If Rita Yancy had any more information about the Frye twins, neither Hilary nor Joshua would get it out of her. Tony could see that much even if Hilary and Joshua could not. Any second now, one of them was going to say something so sharp, so angry, so biting and bitter, that the old woman would take offense and order all of them out of the house.

Tony was aware that Hilary was deeply shaken by the similarities between her own childhood ordeal and Katherine’s agony. She was bristling at all three of Rita Yancy’s attitudes–the bursts of phony moralizing, the brief moments of equally unfelt and syrupy sentimentality, and the far more genuine and constant and stunning callousness.

Joshua was suffering from a loss of self-esteem because he had worked for Katherine for twenty-five years without spotting the quiet madness that surely must have been bubbling just below her carefully-controlled surface placidity. He was disgusted with himself; therefore, he was even more irritable than usual. And because Mrs. Yancy was, even in ordinary circumstances, the kind of person Joshua despised, the attorney’s patience with her could fit into a thimble with room left over for one of Charo’s stage costumes plus the collected wisdom of the last four U.S. Presidents.

Tony got up from the sofa and went to the footstool that was in front of Rita Yancy’s chair. He sat down, explaining his move by pretending that he just wanted to pet the cat; but in switching seats, he was placing himself between the old woman and Hilary, and he was effectively blocking Joshua, who looked as if he might seize Mrs. Yancy and shake her. The footstool was a good position from which to continue the interrogation in a casual fashion. As Tony stroked the white cat, he kept up a constant stream of chatter with the woman, ingratiating himself with her, charming her, using the old Clemenza soft-sell which always had done well for him in his police work.

Eventually, he asked her it there had been anything unusual about the birth of the twins.

“Unusual?” Mrs. Yancy asked, perplexed. “Don’t you think the whole damned thing was unusual?”

“You’re right,” he said. “I didn’t put my question very well. What I meant to ask was whether there was anything peculiar about the birth itself, anything odd about her labor pains or her contractions, anything remarkable about the initial state of the babies when they came out of her, any abnormality, any strangeness.”

He saw the surprise enter her eyes as his question tripped a switch in her memory.

“In fact,” she said, “there was something unusual.”

“Let me guess,” he said. “Both of the babies were born with cauls.”

“That’s right! How did you know?”

“Just a lucky guess.”

“The hell it was.” She wagged a finger at him. “You’re smarter than you pretend to be.”

He forced himself to smile at her. He had to force it, for there was nothing about Rita Yancy that could elicit a genuine smile from him.

“Both of them were born with cauls,” she said. “Their little heads were almost entirely covered.

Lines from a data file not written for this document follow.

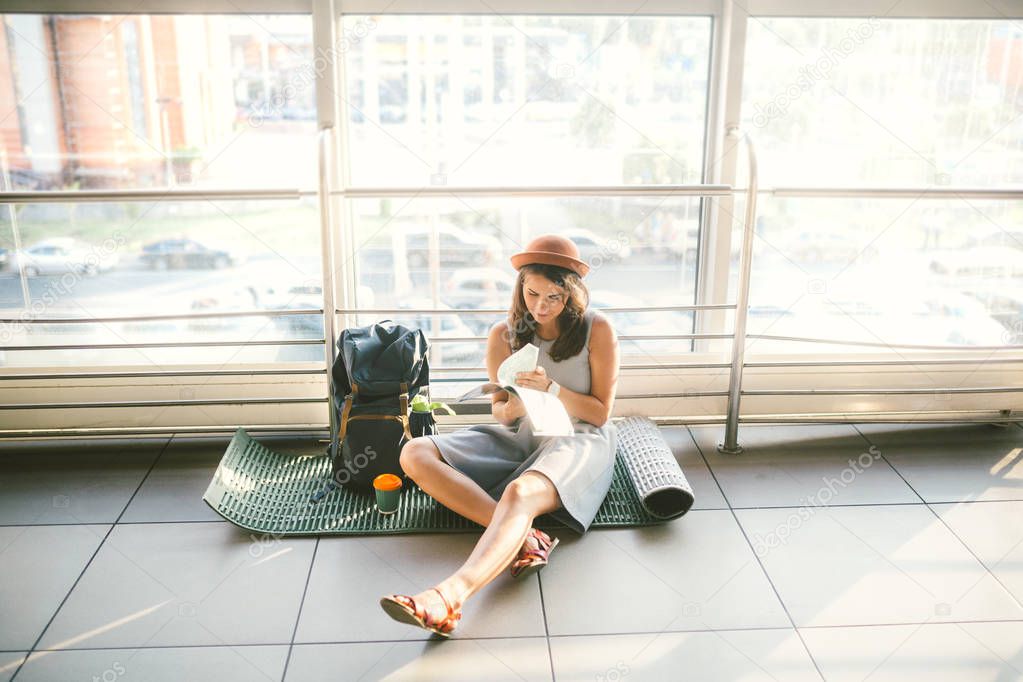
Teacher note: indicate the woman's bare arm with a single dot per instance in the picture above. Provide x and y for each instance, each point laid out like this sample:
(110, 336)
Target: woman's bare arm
(594, 407)
(504, 410)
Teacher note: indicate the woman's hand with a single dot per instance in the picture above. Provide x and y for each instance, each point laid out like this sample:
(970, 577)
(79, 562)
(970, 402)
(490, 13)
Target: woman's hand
(535, 379)
(514, 407)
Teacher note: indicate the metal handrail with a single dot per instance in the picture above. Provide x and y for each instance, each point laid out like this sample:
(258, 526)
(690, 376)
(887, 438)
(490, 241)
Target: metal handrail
(114, 347)
(730, 443)
(173, 194)
(158, 318)
(326, 255)
(30, 376)
(512, 190)
(879, 392)
(920, 347)
(503, 311)
(925, 192)
(161, 403)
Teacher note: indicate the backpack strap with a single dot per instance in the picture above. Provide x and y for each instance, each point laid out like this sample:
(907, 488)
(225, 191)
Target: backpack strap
(345, 411)
(404, 410)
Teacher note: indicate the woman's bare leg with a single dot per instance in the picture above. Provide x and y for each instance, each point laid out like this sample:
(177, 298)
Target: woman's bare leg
(525, 498)
(421, 461)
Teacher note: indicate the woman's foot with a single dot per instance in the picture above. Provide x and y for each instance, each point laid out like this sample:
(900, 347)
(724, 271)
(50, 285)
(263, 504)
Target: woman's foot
(429, 609)
(534, 553)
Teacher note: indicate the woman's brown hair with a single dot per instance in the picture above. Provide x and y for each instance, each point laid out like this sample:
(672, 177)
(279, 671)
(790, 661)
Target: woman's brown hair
(571, 325)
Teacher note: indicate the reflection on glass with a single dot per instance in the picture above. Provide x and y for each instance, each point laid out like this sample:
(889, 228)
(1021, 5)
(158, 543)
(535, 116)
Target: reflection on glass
(452, 254)
(99, 101)
(886, 271)
(526, 100)
(99, 260)
(885, 102)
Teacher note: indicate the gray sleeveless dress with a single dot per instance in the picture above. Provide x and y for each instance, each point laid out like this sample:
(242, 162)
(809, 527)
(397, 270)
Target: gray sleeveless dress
(580, 465)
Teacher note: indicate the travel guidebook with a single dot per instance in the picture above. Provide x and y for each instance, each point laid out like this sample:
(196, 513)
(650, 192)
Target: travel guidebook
(545, 411)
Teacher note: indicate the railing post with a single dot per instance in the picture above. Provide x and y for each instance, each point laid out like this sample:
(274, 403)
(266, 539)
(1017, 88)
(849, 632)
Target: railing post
(730, 444)
(326, 247)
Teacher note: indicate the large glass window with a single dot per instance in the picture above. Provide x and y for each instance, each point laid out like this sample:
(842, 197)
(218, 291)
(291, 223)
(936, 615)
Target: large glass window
(874, 102)
(206, 102)
(526, 101)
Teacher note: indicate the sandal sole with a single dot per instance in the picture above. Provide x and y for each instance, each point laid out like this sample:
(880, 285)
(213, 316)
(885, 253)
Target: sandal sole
(402, 615)
(535, 567)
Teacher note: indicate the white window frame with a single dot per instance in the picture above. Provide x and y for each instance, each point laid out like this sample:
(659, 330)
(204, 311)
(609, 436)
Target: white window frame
(671, 392)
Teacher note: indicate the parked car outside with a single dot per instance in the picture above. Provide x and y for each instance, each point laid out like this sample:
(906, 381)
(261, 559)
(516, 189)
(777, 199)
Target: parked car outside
(186, 254)
(456, 247)
(59, 255)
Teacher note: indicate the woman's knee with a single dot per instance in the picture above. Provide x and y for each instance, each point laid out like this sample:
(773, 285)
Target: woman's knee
(416, 453)
(532, 490)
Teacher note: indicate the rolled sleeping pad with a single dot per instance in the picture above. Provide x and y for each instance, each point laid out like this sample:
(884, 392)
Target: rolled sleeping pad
(659, 481)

The doctor had seen and dealt with that sort of thing before, of course. But he thought the chances of both twins having cauls was something like a million to one.”

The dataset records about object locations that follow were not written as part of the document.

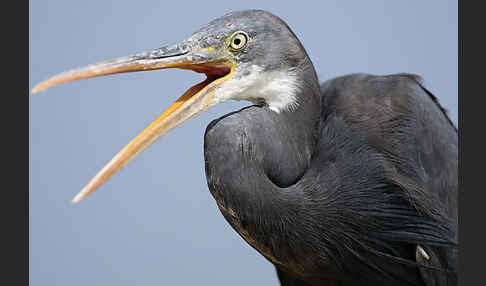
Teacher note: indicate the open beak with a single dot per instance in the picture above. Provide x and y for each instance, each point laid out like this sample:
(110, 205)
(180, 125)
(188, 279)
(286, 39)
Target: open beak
(194, 101)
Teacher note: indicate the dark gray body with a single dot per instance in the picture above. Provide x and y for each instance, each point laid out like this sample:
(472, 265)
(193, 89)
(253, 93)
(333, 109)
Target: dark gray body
(342, 190)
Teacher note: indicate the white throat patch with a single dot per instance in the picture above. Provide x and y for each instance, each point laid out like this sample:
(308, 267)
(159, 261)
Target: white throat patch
(277, 88)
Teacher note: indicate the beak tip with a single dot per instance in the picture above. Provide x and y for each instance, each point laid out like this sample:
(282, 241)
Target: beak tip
(77, 198)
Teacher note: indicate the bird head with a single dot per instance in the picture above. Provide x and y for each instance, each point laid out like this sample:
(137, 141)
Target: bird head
(247, 55)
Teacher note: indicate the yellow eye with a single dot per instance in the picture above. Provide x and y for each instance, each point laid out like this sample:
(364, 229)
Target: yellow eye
(238, 41)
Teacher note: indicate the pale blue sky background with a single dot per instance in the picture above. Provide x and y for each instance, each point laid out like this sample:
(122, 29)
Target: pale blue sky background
(155, 223)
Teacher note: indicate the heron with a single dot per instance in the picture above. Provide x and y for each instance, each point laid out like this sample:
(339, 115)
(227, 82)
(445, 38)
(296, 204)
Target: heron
(351, 181)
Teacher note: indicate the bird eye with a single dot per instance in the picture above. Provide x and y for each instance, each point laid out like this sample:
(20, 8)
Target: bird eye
(238, 41)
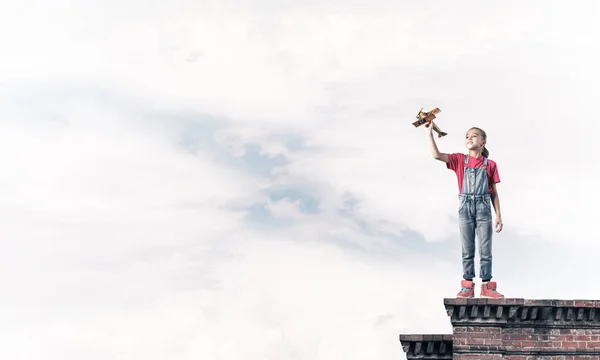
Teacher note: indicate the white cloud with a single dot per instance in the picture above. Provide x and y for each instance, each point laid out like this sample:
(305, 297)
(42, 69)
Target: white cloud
(122, 244)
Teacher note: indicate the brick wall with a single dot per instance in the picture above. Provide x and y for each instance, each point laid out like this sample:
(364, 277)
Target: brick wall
(518, 329)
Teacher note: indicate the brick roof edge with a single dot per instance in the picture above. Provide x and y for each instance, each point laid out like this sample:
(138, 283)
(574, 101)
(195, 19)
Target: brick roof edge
(427, 346)
(524, 312)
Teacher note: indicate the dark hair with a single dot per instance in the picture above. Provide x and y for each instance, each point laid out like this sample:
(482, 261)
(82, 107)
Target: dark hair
(485, 153)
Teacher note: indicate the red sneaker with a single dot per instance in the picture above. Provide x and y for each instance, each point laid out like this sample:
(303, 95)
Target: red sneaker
(488, 290)
(467, 290)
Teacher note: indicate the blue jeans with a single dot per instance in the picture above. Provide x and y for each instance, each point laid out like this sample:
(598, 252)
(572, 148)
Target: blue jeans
(475, 217)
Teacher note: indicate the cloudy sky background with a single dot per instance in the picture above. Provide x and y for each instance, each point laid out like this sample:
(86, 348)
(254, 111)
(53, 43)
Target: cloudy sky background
(241, 180)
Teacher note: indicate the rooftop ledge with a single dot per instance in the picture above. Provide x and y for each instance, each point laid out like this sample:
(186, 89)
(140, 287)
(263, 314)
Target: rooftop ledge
(427, 346)
(523, 312)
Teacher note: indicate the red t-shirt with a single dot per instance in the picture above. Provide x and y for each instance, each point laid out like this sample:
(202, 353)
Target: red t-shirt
(456, 162)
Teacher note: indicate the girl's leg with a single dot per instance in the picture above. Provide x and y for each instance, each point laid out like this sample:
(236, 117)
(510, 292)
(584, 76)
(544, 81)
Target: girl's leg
(485, 230)
(467, 224)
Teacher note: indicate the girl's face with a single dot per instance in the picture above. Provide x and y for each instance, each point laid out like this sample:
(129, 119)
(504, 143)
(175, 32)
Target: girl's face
(474, 140)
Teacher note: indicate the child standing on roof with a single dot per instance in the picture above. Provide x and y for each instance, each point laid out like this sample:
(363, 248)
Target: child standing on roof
(477, 178)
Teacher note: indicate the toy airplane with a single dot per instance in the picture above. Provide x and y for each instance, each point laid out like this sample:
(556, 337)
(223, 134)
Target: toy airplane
(427, 119)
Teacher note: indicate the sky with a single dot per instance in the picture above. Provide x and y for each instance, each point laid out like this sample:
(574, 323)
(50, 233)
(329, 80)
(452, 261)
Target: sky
(241, 180)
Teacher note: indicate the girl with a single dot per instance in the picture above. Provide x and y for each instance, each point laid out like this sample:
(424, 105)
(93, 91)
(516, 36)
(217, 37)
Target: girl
(477, 178)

“Was Katherine aware of this?”

“Aware of the cauls? Not at the time. She was delirious with pain. And then for three days she was completely out of her mind.”

“But later?”

“I’m sure she was told about it,” Mrs. Yancy said. “It’s not the sort of thing you forget to tell a mother. In fact … I remember telling her myself. Yes. Yes, I do. I recall it very clearly now. She was fascinated. You know, some people think that a child born with a caul has the gift of second sight.”

“Is that what Katherine believed?”

Rita Yancy frowned. “No. She said it was a bad sign, not a good one. Leo had been interested in the supernatural, and Katherine had read a few books in his occult collection. In one of those books, it said that when twins were born with cauls, that was … I can’t recall exactly what she said it meant, but it wasn’t good. An evil omen or something.”